L’Europa tira il freno e Giorgia Meloni tira un sospiro di sollievo. Il governo italiano incassa con soddisfazione la retromarcia della Commissione europea: i contro-dazi comunitari — una scure pronta ad abbattersi contro beni americani per 21 miliardi di euro — sono sospesi. Stand-by fino al 1 agosto. Si tratta ancora dunque ed è questo il mantra della premier italiana che ieri (concedendosi una pausa per seguire la finale di Wimbledon) ha trascorso una domenica con il telefono in mano. Contatti e telefonate con i principali leader europei — da Macron al cancelliere Merz — e anche con la Casa Bianca: una nuova telefonata con Donald Trump potrebbe partire in queste ore. «Anche oggi il governo è in stretto contatto con la Commissione europea e con tutti gli attori impegnati nella trattativa sui dazi» fa sapere nel tardo pomeriggio la presidente del Consiglio, poco prima di riversare sui social l’entusiasmo per l’incoronazione inglese di Jannik Sinner. Messaggio fra le righe alle opposizioni che per tutto il giorno hanno accusato la leader del governo di essere «sparita» dopo l’annuncio choc di Trump. «È in modalità aereo: non parla, nemmeno di fronte alla prepotenza del suo amico» l’affondo della segretaria dem Elly Schlein.
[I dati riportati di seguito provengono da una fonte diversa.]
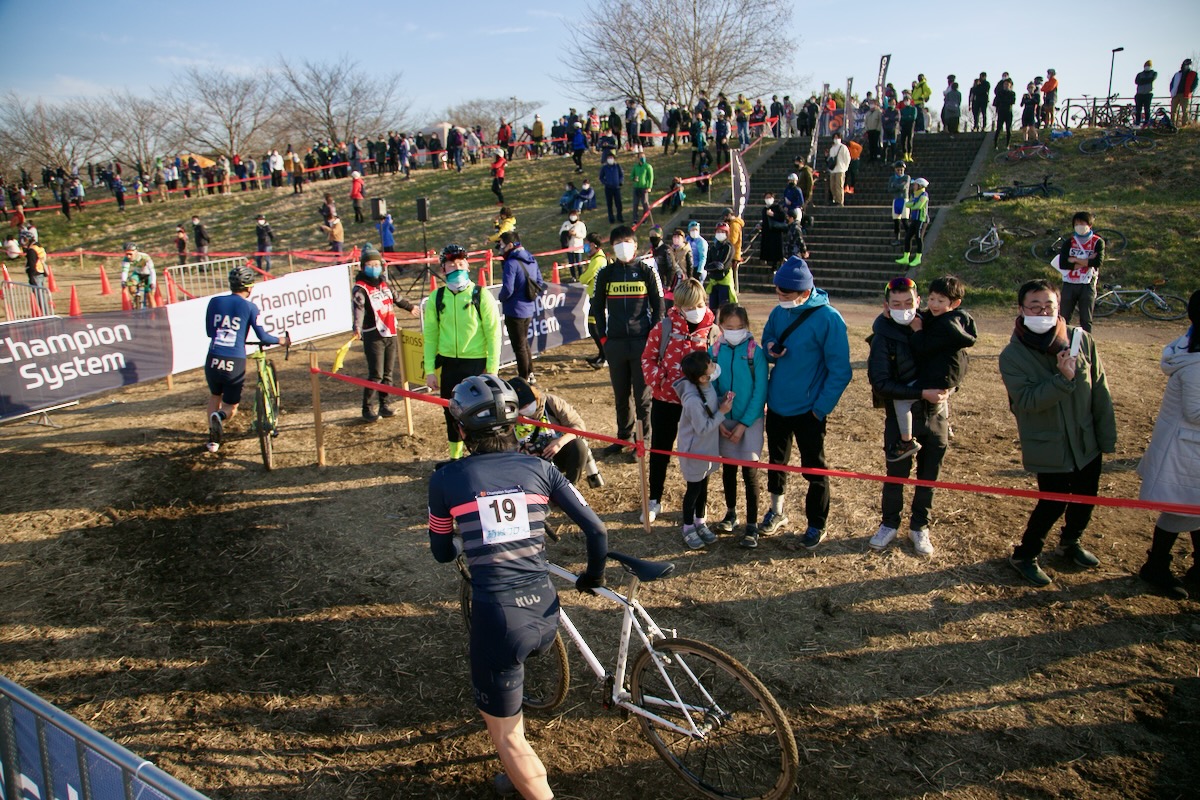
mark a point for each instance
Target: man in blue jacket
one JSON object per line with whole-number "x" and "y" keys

Ci mette il carico il presidente del Movimento Cinque Stelle Giuseppe Conte: «Chiamate ‘Chi l’ha visto?’. Dopo aver sbandierato un suo ruolo centrale nelle trattative con Trump per zero dazi, ora che arrivano le letterine con i dazi al 30% Meloni è sparita». Dietro le quinte a Palazzo Chigi si lavora per scongiurare il peggio. Da un lato le telefonate di Meloni e del ministro degli Esteri Antonio Tajani — che ieri ha sentito il commissario Sefcovic e il ministro spagnolo dell’Economia Carlos Cuerpo Caballero, “falco” a favore di una risposta dura e immediata dell’Ue — per raffreddare le “teste calde” europee. Pompieri in campo, insomma, anche se mettere d’accordo ventisette Stati membri non sarà affatto una passeggiata. Dall’altro il canale sempre aperto con lo Studio Ovale e il suo inquilino. «Una guerra commerciale interna all’Occidente ci renderebbe tutti più deboli di fronte alle sfide globali che insieme affrontiamo» ha fatto sapere ieri in una nota Meloni — L’Europa ha la forza economica e finanziaria per far valere le proprie ragioni e ottenere un accordo equo e di buon senso. L’Italia farà la sua parte. Come sempre». Tradotto: nessuno smarcamento, per ora, dal fronte europeo. Tanto più dopo il passo indietro di Ursula von der Leyen sulle contro-tariffe, caldeggiato fra gli altri dalla premier italiana in un vis-a-vis giovedì a Roma, fra gli stand della Conferenza per la ricostruzione dell’Ucraina all’Eur.

LA RETE EUROPEA

Tutto si muove in fretta. Ai piani alti dell’esecutivo permangono dubbi e scetticismo sul “metodo negoziale” della Commissione europea. In settimana il commissario al Commercio Sefcovic sarà a Roma, oggi Tajani partirà alla volta di Washington per incontrare tra gli altri l’omologo Rubio e il segretario al Commercio Howard Lutnick. Nel mirino, a Roma, l’approccio troppo “tecnico” e troppo poco “politico” seguito in questi mesi dall’Ue nelle trattative negoziali con il Tycoon americano. Di qui una convinzione che monta e viene trasferita agli alleati nel via vai di telefonate. Perché non siglare subito, entro agosto, un accordo quadro sui dazi e rimandare a un secondo momento i negoziati di dettaglio sulle singole filiere economiche? Ci è riuscito il Regno Unito di Keir Starmer — complice la “special relationship” fra Londra e Washington — con un dazio del 10 per cento solo su alcune filiere, ad esempio l’auto e l’aerospazio, rinviando a trattative successive le negoziazioni su altri settori, come l’acciaio. Troppo bello per essere vero? Il tempo dirà. Meloni chiede intanto ai partner europei di evitare reazioni emotive alla scure di Trump. O “falli di reazione” come a Palazzo Chigi bollano la proposta di Macron di attivare il meccanismo di coercizione Ue, il vero “bazooka” europeo contro l’economia americana. Due settimane sull’ottovolante tra Europa e Usa. Poi il momento della verità.